This set was issued by the YUM YUM DESSERTS Inc. of NEW YORK in the United States of America advertising their brands of Puddings and Desserts. As far as I know this series is unrecorded, as I have not been able to find it listed in any of the guides I am aware of (Burdick's American Card Catalogue, Non Sports Bible ect.) Fortunately the card itself provides us with a lot of information about the set. It mentions that there are 48 cards in the series and that it was given away free in their different brands. It also mentions that an album to hold the cards in was available from the company. The card does have a copyright of 1938 Harry A Chesler on the front. I do not recognize the character on the card but Chesler was considered a pioneer in the world of Comic Books. Here is a little information that I found about Chesler on the internet:

Harry Chesler Jr. (January 12, 1898 - December 1981), often credited as Harry "A" Chesler, with the "A" an affectation rather than a true initial, was the entrepreneur behind what is often credited as the first comic book "packager" of the late-1930s to 1940s Golden Age of comic books, supplying complete comics to publishers testing the waters of the emerging medium.

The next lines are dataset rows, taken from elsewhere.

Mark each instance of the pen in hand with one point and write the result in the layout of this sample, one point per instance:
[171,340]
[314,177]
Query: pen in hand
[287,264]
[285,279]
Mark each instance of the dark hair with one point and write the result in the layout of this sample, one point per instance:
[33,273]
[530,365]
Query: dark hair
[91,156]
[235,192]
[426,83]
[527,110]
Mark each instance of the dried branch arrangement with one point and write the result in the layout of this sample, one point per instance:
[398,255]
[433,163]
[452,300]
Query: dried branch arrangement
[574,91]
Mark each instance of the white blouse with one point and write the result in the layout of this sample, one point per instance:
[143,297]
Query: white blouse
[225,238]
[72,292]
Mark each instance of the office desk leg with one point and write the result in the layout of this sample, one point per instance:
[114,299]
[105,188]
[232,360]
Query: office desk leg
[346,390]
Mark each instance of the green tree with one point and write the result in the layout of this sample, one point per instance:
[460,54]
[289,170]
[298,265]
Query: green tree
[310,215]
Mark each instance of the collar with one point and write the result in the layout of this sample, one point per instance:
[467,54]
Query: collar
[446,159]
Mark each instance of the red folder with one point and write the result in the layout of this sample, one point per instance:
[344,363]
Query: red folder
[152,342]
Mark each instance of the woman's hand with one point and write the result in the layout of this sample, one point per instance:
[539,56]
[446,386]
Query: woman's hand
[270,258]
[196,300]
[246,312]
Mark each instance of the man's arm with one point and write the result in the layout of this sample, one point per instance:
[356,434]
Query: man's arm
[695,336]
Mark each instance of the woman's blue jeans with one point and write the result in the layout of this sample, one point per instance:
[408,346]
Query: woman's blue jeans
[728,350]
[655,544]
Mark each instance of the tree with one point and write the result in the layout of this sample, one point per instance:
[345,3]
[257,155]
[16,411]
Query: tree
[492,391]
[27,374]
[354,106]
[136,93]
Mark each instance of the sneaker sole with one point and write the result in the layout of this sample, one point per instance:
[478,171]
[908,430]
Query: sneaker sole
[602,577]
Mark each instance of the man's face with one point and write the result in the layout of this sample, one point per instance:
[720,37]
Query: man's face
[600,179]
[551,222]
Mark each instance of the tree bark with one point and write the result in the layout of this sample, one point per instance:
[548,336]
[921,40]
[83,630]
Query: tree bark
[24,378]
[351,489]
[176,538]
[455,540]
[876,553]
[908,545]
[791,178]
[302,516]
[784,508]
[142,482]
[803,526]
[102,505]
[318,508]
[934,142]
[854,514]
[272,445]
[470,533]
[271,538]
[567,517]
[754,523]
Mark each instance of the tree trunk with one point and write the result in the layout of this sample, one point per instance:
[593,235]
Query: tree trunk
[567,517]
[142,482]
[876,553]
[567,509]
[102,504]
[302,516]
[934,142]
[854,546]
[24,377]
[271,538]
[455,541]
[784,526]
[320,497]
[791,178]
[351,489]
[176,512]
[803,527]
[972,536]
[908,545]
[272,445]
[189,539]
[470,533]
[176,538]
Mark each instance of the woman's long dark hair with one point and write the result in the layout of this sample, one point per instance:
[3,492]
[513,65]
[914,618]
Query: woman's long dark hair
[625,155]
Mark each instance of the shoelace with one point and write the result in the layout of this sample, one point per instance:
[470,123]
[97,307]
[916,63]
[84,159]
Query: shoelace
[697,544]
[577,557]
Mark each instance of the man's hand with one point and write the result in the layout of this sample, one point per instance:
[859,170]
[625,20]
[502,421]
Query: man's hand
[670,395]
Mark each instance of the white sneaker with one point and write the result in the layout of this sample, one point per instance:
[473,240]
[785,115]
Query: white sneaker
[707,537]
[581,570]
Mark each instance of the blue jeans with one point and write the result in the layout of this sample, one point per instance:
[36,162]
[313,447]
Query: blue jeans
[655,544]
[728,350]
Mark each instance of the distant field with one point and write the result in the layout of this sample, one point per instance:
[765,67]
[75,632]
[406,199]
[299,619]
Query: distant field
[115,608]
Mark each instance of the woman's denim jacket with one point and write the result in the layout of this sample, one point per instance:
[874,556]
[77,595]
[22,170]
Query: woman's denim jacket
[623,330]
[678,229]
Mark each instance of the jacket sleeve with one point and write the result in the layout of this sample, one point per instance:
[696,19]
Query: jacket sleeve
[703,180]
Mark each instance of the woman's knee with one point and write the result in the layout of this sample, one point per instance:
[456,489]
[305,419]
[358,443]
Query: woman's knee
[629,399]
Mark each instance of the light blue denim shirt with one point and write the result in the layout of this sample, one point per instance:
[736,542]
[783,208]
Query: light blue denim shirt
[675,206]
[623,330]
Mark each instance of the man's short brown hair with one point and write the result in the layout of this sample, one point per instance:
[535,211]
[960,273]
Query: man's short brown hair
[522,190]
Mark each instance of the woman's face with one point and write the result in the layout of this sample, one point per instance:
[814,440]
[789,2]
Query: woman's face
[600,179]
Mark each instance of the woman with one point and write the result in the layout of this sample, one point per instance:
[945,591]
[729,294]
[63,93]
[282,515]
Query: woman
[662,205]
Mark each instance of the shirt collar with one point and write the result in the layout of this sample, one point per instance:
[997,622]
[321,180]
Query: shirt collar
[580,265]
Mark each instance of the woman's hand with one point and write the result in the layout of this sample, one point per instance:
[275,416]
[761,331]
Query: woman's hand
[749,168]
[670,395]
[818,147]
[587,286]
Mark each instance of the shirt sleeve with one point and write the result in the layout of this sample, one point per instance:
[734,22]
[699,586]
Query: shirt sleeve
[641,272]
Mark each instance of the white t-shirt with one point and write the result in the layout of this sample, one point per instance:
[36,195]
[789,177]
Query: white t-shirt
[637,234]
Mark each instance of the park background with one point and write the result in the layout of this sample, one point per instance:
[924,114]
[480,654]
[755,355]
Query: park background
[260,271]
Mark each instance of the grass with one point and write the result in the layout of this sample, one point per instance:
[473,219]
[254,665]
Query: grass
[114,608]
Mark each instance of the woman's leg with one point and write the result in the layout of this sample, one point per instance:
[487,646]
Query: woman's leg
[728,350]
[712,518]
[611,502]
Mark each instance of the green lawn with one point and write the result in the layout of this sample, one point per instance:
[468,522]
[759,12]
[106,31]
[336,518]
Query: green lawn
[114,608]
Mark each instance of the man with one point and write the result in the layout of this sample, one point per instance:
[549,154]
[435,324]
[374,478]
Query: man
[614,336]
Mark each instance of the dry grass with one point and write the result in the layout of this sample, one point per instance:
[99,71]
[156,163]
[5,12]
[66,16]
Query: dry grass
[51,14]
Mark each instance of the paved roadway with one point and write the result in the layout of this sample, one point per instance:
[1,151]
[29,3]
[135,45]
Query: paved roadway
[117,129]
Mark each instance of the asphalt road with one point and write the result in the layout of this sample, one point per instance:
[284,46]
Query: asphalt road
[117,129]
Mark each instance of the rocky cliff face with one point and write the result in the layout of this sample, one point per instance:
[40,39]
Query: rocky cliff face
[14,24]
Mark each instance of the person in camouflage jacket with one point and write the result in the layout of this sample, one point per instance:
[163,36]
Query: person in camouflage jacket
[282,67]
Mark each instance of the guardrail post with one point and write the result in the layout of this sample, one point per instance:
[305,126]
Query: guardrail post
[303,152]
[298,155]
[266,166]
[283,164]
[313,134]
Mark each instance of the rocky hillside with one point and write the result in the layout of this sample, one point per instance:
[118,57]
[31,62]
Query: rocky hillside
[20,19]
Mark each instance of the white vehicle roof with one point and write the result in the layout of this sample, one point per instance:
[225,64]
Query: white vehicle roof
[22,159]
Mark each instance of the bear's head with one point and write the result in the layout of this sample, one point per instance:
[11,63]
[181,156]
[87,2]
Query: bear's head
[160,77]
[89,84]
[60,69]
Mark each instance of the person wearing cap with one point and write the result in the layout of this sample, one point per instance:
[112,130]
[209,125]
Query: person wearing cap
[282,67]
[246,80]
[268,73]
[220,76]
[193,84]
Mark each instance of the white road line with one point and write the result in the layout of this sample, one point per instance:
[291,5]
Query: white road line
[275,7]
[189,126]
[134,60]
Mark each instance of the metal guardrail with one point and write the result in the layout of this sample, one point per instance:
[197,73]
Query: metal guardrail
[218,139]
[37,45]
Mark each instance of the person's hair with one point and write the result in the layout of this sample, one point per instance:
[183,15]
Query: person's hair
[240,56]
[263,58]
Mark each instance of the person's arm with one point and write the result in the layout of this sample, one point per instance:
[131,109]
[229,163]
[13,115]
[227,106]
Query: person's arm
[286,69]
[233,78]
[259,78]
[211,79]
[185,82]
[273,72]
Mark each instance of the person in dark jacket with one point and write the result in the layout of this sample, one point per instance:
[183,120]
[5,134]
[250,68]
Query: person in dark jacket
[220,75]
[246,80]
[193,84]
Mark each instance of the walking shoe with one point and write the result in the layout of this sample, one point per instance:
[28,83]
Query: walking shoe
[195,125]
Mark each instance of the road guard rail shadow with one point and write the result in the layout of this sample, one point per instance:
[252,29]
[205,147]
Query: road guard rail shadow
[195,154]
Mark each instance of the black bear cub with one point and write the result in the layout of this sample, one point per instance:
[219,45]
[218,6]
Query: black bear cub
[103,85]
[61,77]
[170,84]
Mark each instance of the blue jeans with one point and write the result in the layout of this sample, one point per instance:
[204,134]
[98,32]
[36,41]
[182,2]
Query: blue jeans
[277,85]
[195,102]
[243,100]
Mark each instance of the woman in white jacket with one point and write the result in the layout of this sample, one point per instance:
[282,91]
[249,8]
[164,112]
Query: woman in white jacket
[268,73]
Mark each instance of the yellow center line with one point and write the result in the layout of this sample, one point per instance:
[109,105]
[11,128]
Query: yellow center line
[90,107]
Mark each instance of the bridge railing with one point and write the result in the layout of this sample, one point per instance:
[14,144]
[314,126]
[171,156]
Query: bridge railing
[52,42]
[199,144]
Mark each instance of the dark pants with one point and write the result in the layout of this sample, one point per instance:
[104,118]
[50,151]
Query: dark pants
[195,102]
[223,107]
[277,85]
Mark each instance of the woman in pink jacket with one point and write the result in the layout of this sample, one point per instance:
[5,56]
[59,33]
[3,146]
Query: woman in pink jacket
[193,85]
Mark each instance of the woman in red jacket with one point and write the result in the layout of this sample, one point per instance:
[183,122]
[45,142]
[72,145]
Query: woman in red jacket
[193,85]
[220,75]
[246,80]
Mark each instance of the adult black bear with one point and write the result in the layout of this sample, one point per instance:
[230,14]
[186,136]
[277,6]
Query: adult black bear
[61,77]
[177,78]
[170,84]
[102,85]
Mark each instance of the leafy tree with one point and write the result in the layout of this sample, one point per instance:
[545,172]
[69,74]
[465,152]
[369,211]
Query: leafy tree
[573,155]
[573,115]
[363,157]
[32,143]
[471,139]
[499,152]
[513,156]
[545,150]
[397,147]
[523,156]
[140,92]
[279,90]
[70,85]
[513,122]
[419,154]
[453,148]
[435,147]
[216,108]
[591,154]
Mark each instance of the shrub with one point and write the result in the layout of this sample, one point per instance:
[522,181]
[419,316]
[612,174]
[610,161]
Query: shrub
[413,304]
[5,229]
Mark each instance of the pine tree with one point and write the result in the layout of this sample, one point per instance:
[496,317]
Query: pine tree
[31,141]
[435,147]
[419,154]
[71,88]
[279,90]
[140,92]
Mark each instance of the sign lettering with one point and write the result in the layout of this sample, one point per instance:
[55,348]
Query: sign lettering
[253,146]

Chesler's studio was active between 1935 and 1946, according to one standard source, or from 1936 to 1940 and then reorganized and running from 1940 to 1953, per a different edition of the same source. His shop employed "a growing group of men who produced scores of strips & entire books (often first issues) for nearly every publisher," including Chesler's own Star Comics, Star Ranger, Dynamic Comics, Punch Comics and Yankee Comics. The studio also "produced the early issues of MLJ Publications Zip Comics, Pep Comics and Top-Notch Comics, Captain Marvel, Master," and titles for Centaur Comics. Alumni of the Chesler Shop "went on to form the nuclei of various comics art staffs" for a number of different early comics companies; they include Jack Cole, Jack Binder, Otto Binder, Charles Biro, Mort Meskin, Creig Flessel (briefly), Ken Ernst, Bob McCay, Otto Eppers, and dozens of others.

The Card measures 4 15/16 inches by just under 3 inches approximately.